October 25, 2012 10:30 AM

By Caron Lindsay in Liberal Democrat Voice

Originally published by East Midlands Liberal Democrats

Nick Clegg was at the Mansion House last night talking to business leaders about the economy. The BBC reports that his speech covered three main themes: Europe, banking and responsible enterprise, emphasising an approach based on pragmatism, not dogma.

It must be a struggle for the man who knows Europe backwards from his time there working for Leon Brittain to have to work with Tories whose ideas are most often borne out of xenophobic, ill-informed prejudice. Nick is not blind to Europe's faults, but he knows how to sort it out. He makes the point that Britain has to engage at every stage of the debate otherwise the Eurozone countries will effectively undermine the single market by creating another amongst themselves. He talks about encouraging Europe wide banking reform and also making sure that the rules on the way the various central banks talk to each other are worked out fairly.

He also says that the Eurozone countries need to remember that a huge proportion of the European financial services industry is based in Britain and if they compromise us, they hurt the whole of Europe.

Nick goes on to outline the measures the Government has taken to make sure businesses have the money they need and then to talk about the need for responsible enterprise. That involves the measures Vince Cable is bringing in to give workers and shareholders a greater say in their companies and also to get more women on boards.

He says he wants business and the Government to work together to sort the economy out after the ravages of the crash of 2008.

He's clearly setting out the Liberal Democrat stall as a pro-business party, telling them that we've always supported enterprise and free trade.

burtWhile he was speaking, Lorely Burt was emailing party members to tell them about Nick's speech and to invite them to complete a small business survey.

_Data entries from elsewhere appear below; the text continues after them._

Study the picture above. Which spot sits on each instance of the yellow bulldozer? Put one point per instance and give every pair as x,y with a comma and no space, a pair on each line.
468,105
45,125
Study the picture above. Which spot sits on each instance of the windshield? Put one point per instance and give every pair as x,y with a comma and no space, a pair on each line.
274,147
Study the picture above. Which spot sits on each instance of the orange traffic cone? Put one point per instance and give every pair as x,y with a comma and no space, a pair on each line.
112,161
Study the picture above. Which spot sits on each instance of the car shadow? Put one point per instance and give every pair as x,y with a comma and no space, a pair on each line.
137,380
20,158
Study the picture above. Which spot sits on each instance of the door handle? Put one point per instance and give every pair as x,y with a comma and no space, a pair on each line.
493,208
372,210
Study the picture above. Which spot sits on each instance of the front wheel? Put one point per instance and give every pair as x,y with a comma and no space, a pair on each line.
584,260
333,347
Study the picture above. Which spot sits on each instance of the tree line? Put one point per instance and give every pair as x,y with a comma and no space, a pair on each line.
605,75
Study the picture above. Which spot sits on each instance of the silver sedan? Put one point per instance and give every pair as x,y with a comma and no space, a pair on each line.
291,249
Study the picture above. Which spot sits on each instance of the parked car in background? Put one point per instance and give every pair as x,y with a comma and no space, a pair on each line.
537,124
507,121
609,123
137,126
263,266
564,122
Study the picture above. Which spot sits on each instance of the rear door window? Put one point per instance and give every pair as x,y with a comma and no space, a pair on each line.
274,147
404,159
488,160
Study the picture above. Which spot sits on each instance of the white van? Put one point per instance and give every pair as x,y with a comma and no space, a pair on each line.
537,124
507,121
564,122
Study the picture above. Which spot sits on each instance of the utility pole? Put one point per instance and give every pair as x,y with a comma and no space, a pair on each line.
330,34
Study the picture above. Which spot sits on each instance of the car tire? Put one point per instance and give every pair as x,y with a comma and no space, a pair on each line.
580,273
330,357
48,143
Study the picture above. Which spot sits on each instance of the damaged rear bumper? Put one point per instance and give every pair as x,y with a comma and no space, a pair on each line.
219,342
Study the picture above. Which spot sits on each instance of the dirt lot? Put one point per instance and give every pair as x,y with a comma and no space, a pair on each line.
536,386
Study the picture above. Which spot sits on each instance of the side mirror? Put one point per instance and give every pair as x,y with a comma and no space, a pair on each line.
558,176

This is where I start to blush rather profusely. I wanted to see what the questions were and you have to answer the questions on one page before you progress to the next. So, I just made stuff up, assuming, like with the Liberal Democrat Voice surveys, that I'd have the chance to back out before I submitted my answers. No such luck. As I write, someone in Liberal Democrat HQ is probably spluttering with either amusement or indignation. Maybe I"ll be lucky and mine will have vanished into the technological ether and nobody will be any the wiser about the activities of the Rainbow Knitting Company owned by Indigo Violet.

This is the second, I think, interactive email from an MP. Jo Swinson sent one during the Summer asking for views and suggestions on economic growth. It's a positive development from the Internal Communications team.

Going back to Nick's speech, it's quite a delicate line for him to tread - to show that the Liberal Democrats are pro-business, but against corporate abuse of power. One of the key elements of liberalism is to protect citizens from the abuse of power by the state or anyone else. Another is to promote enterprise and encourage business and trade. It's important that we do both.